When to go for swimming, hiking and skiing

It helps to choose your season around the single thing you most want to do:

  • Swimming and beach time: the sea is comfortable for swimming roughly from June to September, often into early October. July and August are warmest but busiest; September gives you warm water with fewer people.
  • Sightseeing, old towns and road trips: the shoulder months (May–June, September–October) are ideal — mild weather, manageable crowds and good light for photos.
  • Hiking and the mountains: late spring through early autumn opens the high trails in Durmitor and the north; midsummer can be hot lower down but pleasant at altitude.
  • Rafting the Tara: the season runs roughly May to October, peaking with higher water in late spring.
  • Skiing: Žabljak and Kolašin run through the winter months (typically December to March), snow permitting.

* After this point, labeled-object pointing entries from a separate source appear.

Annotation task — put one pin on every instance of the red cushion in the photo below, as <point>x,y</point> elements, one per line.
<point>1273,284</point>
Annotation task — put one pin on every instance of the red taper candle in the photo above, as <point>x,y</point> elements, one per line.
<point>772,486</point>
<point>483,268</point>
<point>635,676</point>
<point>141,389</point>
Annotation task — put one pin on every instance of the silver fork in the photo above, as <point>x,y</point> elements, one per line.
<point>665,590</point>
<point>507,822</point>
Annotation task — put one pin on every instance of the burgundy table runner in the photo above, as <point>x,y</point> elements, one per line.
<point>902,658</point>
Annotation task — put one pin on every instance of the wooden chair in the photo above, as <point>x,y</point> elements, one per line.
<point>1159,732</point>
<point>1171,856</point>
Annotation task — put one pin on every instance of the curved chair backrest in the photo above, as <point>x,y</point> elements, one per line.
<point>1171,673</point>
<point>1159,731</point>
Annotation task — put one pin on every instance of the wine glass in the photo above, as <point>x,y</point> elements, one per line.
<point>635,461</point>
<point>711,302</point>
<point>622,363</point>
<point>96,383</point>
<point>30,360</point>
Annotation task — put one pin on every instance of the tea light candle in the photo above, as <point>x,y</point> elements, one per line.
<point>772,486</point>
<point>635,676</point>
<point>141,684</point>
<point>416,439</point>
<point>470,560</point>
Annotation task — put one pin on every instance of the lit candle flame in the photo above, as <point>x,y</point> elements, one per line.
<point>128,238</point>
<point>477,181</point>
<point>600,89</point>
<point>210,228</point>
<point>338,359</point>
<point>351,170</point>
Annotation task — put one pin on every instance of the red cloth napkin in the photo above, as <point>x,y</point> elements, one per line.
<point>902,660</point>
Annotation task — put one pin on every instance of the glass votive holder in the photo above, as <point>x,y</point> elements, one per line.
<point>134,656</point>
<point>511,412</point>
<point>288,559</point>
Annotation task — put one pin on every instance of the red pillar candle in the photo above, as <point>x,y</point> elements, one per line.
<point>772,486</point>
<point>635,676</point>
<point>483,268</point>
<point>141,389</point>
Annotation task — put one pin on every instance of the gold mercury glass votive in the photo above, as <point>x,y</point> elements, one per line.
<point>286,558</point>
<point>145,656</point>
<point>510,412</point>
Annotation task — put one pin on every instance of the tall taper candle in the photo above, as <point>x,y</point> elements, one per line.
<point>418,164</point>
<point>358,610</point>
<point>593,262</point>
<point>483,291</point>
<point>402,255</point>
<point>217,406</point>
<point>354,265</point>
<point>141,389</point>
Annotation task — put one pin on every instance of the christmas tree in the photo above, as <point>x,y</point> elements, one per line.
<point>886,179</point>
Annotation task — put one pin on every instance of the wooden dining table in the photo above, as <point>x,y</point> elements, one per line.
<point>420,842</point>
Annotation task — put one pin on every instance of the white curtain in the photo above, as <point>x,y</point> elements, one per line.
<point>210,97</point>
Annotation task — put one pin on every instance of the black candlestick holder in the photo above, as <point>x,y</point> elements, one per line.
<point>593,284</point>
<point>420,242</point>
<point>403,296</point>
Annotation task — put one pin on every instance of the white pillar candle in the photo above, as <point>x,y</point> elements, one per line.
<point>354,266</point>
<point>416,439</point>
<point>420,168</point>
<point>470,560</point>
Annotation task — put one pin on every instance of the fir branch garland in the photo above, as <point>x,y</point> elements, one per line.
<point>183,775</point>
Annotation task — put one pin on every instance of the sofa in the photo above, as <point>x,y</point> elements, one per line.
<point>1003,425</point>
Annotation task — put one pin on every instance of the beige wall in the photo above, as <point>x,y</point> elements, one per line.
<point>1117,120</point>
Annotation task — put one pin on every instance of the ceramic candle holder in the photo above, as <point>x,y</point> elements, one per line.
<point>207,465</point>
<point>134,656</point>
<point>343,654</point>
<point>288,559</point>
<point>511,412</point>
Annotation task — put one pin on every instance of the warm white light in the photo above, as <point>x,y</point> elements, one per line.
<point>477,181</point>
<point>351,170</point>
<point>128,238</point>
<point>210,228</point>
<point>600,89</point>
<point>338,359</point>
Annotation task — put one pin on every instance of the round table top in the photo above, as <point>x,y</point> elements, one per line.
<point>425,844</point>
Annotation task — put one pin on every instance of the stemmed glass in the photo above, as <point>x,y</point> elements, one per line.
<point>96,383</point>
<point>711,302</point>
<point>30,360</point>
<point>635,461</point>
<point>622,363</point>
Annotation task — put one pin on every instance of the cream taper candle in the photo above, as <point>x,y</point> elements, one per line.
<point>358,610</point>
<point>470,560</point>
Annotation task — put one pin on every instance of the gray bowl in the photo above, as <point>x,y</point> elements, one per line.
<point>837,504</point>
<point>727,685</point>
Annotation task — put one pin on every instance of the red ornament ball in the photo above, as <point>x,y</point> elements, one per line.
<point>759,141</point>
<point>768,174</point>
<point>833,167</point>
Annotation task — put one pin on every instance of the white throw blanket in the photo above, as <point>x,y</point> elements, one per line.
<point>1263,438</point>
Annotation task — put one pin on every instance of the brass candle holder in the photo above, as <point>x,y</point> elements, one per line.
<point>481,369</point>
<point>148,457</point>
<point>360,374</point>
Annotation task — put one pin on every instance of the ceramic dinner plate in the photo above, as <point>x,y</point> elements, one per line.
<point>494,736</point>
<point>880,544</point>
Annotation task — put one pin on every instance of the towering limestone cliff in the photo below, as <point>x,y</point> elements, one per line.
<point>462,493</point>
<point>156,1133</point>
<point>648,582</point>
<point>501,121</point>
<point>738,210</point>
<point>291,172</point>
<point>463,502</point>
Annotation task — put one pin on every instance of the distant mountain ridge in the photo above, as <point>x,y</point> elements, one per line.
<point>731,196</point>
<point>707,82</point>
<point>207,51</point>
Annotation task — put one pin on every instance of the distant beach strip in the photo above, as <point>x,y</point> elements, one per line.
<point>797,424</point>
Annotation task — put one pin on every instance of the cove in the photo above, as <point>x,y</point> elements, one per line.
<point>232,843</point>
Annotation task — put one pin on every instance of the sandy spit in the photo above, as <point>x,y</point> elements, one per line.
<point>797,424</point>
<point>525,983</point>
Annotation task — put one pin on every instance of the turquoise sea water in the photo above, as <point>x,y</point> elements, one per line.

Money, crowds and practical notes

Budget tracks the calendar closely. The further you travel from July and August, the more you save on accommodation and the easier it is to find space without booking months ahead. Shoulder-season rates are often a fraction of peak prices for the same room, and you’ll spend less time queuing or stuck in coastal traffic.

A few practicalities apply year-round. Montenegro uses the euro (€), and there’s a small tourist tax of roughly €1 per person per day, usually collected by your accommodation — treat that as a rough figure and check the current rate locally. Whatever the season, having a car gives you the most freedom, because the best of the country is spread between the coast and the mountains and public transport is limited outside the main routes.